If you’re at all familiar with the grubbier corners of the conservative media, you’ve likely heard something about electromagnetic pulse attacks before. The scenario goes like this: One of our geopolitical adversaries – like Iran or al-Qaida or whatever – fires a missile with a nuclear warhead high into the atmosphere over the United States where it detonates and sends out a pulse of highly charged particles that fry the hell out of any electrical system in their path. In the resulting blackout, the country descends into a dystopian hellscape rife with theft, murder and cannibalism. All communications equipment will be shot. Social order will break down. Chaos will reign.

It’s a terrifying scenario. But it’s also absurdly unlikely to occur. Consider everything that would have to happen for the Iranians to successfully explode a nuclear weapon in the atmosphere above the U.S. They would have to: develop nuclear weapons; develop missile technology that would allow for delivery of one of those weapons; come to the conclusion that a nuclear strike on the planet’s foremost nuclear power is a worthwhile pursuit; slip that weapon past all the United States’ missile defense systems; and then trust that the U.S. will not turn Iran into a lifeless radioactive wasteland in response.

And there’s no guarantee that an EMP attack would even work. As the Atlantic noted a few years back, “according to one commissioned study, a best-case scenario would impact 70 percent of electronics, while a worst-case estimate could be as low as 5 percent.” So the threat depends entirely on Iran going to the trouble of developing highly sophisticated weapons technology, and then using it in a fashion that defies its intended purpose and comes with a high likelihood of failure and a 100 percent likelihood of devastating retaliation.

But the EMP threat is of concern to Ron Johnson, and he clearly takes it very, very seriously. So seriously that he feels the need to talk down to Dr. Ernest Moniz, Ph.D. (theoretical physics), about what an electromagnetic pulse is. And, as it turns out, Moniz and the Energy Department are very much aware of the dangers posed by an electromagnetic pulse (natural or man-made), but they also recognize that the danger is remote.

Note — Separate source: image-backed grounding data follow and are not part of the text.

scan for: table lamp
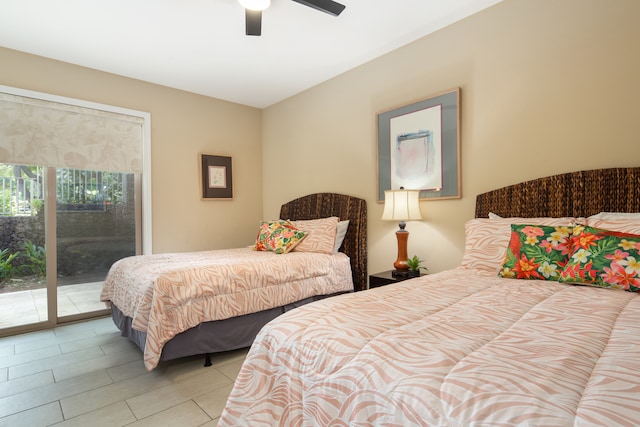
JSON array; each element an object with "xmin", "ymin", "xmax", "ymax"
[{"xmin": 381, "ymin": 187, "xmax": 422, "ymax": 276}]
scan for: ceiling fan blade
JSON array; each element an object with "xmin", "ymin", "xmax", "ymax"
[
  {"xmin": 245, "ymin": 9, "xmax": 262, "ymax": 36},
  {"xmin": 291, "ymin": 0, "xmax": 346, "ymax": 17}
]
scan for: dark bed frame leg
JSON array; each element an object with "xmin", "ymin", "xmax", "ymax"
[{"xmin": 204, "ymin": 353, "xmax": 212, "ymax": 367}]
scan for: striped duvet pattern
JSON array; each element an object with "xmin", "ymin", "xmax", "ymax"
[
  {"xmin": 100, "ymin": 248, "xmax": 353, "ymax": 370},
  {"xmin": 219, "ymin": 269, "xmax": 640, "ymax": 426}
]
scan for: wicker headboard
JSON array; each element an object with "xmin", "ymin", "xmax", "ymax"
[
  {"xmin": 280, "ymin": 193, "xmax": 367, "ymax": 292},
  {"xmin": 476, "ymin": 167, "xmax": 640, "ymax": 218}
]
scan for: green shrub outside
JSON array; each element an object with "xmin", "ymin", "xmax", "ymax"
[{"xmin": 0, "ymin": 240, "xmax": 46, "ymax": 283}]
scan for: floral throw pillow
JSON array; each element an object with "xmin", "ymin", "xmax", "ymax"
[
  {"xmin": 254, "ymin": 220, "xmax": 307, "ymax": 254},
  {"xmin": 498, "ymin": 224, "xmax": 573, "ymax": 280},
  {"xmin": 558, "ymin": 225, "xmax": 640, "ymax": 292}
]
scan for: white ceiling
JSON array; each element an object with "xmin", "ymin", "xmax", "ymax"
[{"xmin": 0, "ymin": 0, "xmax": 502, "ymax": 109}]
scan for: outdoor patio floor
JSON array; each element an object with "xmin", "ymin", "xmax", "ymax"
[{"xmin": 0, "ymin": 282, "xmax": 106, "ymax": 329}]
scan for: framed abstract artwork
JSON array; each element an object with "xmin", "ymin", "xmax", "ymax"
[
  {"xmin": 200, "ymin": 154, "xmax": 233, "ymax": 200},
  {"xmin": 377, "ymin": 88, "xmax": 460, "ymax": 201}
]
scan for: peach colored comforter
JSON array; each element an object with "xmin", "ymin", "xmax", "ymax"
[
  {"xmin": 100, "ymin": 248, "xmax": 353, "ymax": 370},
  {"xmin": 220, "ymin": 268, "xmax": 640, "ymax": 426}
]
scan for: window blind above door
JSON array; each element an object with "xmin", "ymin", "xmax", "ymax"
[{"xmin": 0, "ymin": 90, "xmax": 144, "ymax": 173}]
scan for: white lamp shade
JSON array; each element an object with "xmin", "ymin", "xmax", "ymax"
[
  {"xmin": 239, "ymin": 0, "xmax": 271, "ymax": 11},
  {"xmin": 382, "ymin": 189, "xmax": 422, "ymax": 221}
]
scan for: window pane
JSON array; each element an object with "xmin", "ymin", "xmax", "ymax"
[
  {"xmin": 56, "ymin": 169, "xmax": 136, "ymax": 316},
  {"xmin": 0, "ymin": 163, "xmax": 47, "ymax": 328}
]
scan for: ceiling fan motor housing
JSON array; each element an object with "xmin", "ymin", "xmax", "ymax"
[{"xmin": 243, "ymin": 0, "xmax": 346, "ymax": 36}]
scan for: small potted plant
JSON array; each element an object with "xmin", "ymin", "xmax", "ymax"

Moniz was actually asked about the possibility of an electromagnetic pulse affecting the electrical grid just last month, at a hearing of House Committee on Energy and Commerce, and he gave the answer that you’d expect:

REP. BOB LATTA (R-OH): Let me ask this. How concerned are you about electromagnetic pulse against the grid system?

MONIZ: Well, that's another risk that we identified. There are studies on that. The National Academy has studied that. I would say it's, once again, an example of probably low probability, but significant consequence possibility.

LATTA: And when you say low probability, what percent probability would you put that?

MONIZ: I'm not going to give a number, but it's low.

The real purpose in Johnson bringing up the Iranian EMP threat is to get people terrified about the nuclear deal with Iran. And he is by no means alone in doing this. EMP-mania has reached the highest levels of Republican politics, and apocalyptic fantasizing over EMP attacks has been a recurring feature of the 2016 presidential race. Mike Huckabee brought up EMPs in his speech announcing his candidacy. “An electromagnetic pulse, a bomb of sufficient size, over Iowa would knock out the power grids across the United States of America,” Rick Santorum said in April.

Just this week, Ted Cruz jumped on board the EMP scare campaign. “If Iran acquires a nuclear weapon, one of the most dangerous things it could do with it is load that weapon onto a ship anywhere in the Atlantic, fire the warhead straight into the air, into the atmosphere,” Cruz said. “If you get high enough and detonate that warhead, it would set off an electromagnetic pulse.” As Cruz put it, “one nuclear warhead in the atmosphere over the Eastern seaboard could result in tens of millions of Americans dying.”

The chances of that actually happening are vanishingly small, but that’s no reason not to cower in fear of the electromagnetic Iranian menace.